Access Bank joins global efforts to mobilise financing for sustainable development

05 Nov 2020, 12:00 am
Financial Nigeria


Access Bank was among the banks that developed the UN Principles for Responsible Banking.

Amina Mohammed, Deputy Secretary-General, United Nations

United Nations Environment Programme Finance Initiative (UNEP FI) hosted its 16th Global Roundtable (GRT) on October 13-14, 2020, in collaboration with Responsible Investor, a UK-based publication. The biennial GRT is a major global agenda-setting event on sustainable finance. As a member of UNEP FI, Access Bank Plc joined global leaders at the event, which held virtually for the first time ever, to discuss approaches to accelerate financing for the Sustainable Development Goals (SDGs).

As a partnership between UNEP and the global financial sector, UNEP FI is at the forefront of mobilising private sector financing from banking, insurance and investment communities to foster sustainable development. The latest GTR held under the theme, “Financing a Resilient Future.” The event brought together over 3,000 participants, and a stellar line-up of speakers that included Amina Mohammed, UN Deputy Secretary General; Kristalina Georgieva, Managing Director of the International Monetary Fund (IMF); and Mark Carney, UN Special Envoy on Climate Action and Finance.

In her keynote address, Mohammed reminded participants of the enormous potential of sustainable finance to transform markets, businesses, societies and environment. She urged financial markets to shift finance away from destructive activities and towards nature-based solutions.

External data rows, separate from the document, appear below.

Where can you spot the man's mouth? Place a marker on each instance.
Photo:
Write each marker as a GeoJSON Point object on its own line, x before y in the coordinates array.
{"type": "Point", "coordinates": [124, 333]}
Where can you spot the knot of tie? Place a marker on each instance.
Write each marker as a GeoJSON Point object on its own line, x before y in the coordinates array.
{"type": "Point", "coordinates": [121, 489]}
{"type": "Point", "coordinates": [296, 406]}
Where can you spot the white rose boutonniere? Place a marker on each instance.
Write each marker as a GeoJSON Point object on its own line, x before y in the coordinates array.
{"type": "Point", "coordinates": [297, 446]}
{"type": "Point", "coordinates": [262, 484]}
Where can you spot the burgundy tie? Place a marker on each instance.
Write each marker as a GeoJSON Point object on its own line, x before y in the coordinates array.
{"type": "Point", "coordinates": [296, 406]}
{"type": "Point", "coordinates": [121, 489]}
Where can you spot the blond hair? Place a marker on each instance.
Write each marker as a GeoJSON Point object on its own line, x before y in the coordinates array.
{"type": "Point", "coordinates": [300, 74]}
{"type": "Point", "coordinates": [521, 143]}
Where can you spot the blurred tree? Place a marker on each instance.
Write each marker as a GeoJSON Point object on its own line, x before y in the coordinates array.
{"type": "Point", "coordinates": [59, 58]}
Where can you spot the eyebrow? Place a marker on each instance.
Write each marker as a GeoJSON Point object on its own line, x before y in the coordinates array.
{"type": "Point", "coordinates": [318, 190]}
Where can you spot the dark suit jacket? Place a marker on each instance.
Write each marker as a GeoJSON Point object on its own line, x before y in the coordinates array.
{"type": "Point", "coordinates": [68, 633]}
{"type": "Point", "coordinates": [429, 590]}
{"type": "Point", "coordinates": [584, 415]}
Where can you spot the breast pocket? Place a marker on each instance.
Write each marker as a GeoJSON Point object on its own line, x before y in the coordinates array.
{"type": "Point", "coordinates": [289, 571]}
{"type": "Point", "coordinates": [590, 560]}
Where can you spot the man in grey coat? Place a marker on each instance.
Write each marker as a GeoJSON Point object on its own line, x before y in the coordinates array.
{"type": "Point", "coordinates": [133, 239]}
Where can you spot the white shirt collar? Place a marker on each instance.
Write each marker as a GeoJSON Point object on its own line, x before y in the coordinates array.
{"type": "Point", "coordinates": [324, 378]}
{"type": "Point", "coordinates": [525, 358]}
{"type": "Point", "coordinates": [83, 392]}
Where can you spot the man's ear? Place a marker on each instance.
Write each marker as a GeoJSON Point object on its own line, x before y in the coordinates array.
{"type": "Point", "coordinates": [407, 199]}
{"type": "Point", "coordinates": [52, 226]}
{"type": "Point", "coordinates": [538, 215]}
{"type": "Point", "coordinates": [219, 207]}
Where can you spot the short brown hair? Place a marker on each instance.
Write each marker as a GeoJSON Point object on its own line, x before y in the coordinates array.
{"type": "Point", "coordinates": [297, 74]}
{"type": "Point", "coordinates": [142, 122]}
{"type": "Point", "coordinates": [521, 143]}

The GRT 2020 held one month after the 75th session of the UN General Assembly (UNGA 75), which saw a groundswell of political commitment on curbing biodiversity loss. According to the UN, biodiversity is the living fabric of our planet; it is at the core of human life and prosperity. The World Economic Forum says $44 trillion of economic value generated – more than half the world’s GDP – is dependent on nature.

In her presentation, the IMF Managing Director outlined the needs for mobilising financial resources for the much-needed green transformation and build low-carbon, climate-resilient economies. Carney, a former Governor of the Bank of England, emphasised the importance of financial institutions in managing the climate risk and tackling climate change across all sectors of the economy. He commended UNEP FI on its major initiatives, including the Principles for Responsible Banking (PRBs).

Launched in 2019, Access Bank was among the banks that developed the PRBs, which are a unique framework for ensuring that signatory banks’ strategy and practice align with the SDGs and the Paris Climate Agreement. Omobolanle Victor-Laniyan, Access Bank’s Head of Sustainability, said, “Financial institutions in Africa have been supportive of the principles.” Her assertion was based on the fact that five of the banks that developed the PRBs are indigenous African banks, with each of the banks playing key roles during the process.

Currently, more than 185 banks are signatories to the PRBs. Collectively, the banks represent more than a third of the global banking industry, according to UNEP FI.

The roundtable explored emerging approaches to financing the SDGs. In this regard, the event looked at the role of the financial sector in building societal resilience. It also examined approaches to bridging inequalities, building stronger communities, and addressing systemic risk and injustice in the transition to a low-carbon economic future in a post-Covid-19 world.

Eric Usher, Head of UNEP FI, noted that while communities have faced a challenging year with the COVID-19 pandemic, the financial sector, working closely with governments, has stepped up and kept global economies functioning. While echoing Usher’s remark, the Head of Sustainability at Access Bank highlighted the bank’s role in supporting Nigeria’s COVID-19 response.

“Without a doubt, COVID-19 has given the world a brutal reminder of the need to strengthen the resilience of our society as a whole,” Victor-Laniyan said. “Access Bank has contributed in uniting private sector stakeholders to improve the Nigerian government’s response to the virus while also providing much-needed finance for health healthcare providers and manufacturers under the auspices of the Central Bank of Nigeria.”

Following the outbreak of the virus in Nigeria, Access Bank partnered with Aliko Dangote Foundation (ADF) and other participants to launch the Private Sector Coalition Against COVID-19 (CACOVID). The coalition raised over N30 billion as at the end of June 2020. Apart from providing relief materials, including food items to state governments, the coalition also built facilities to strengthen the country’s capacity for diagnostic testing and treatment for the virus.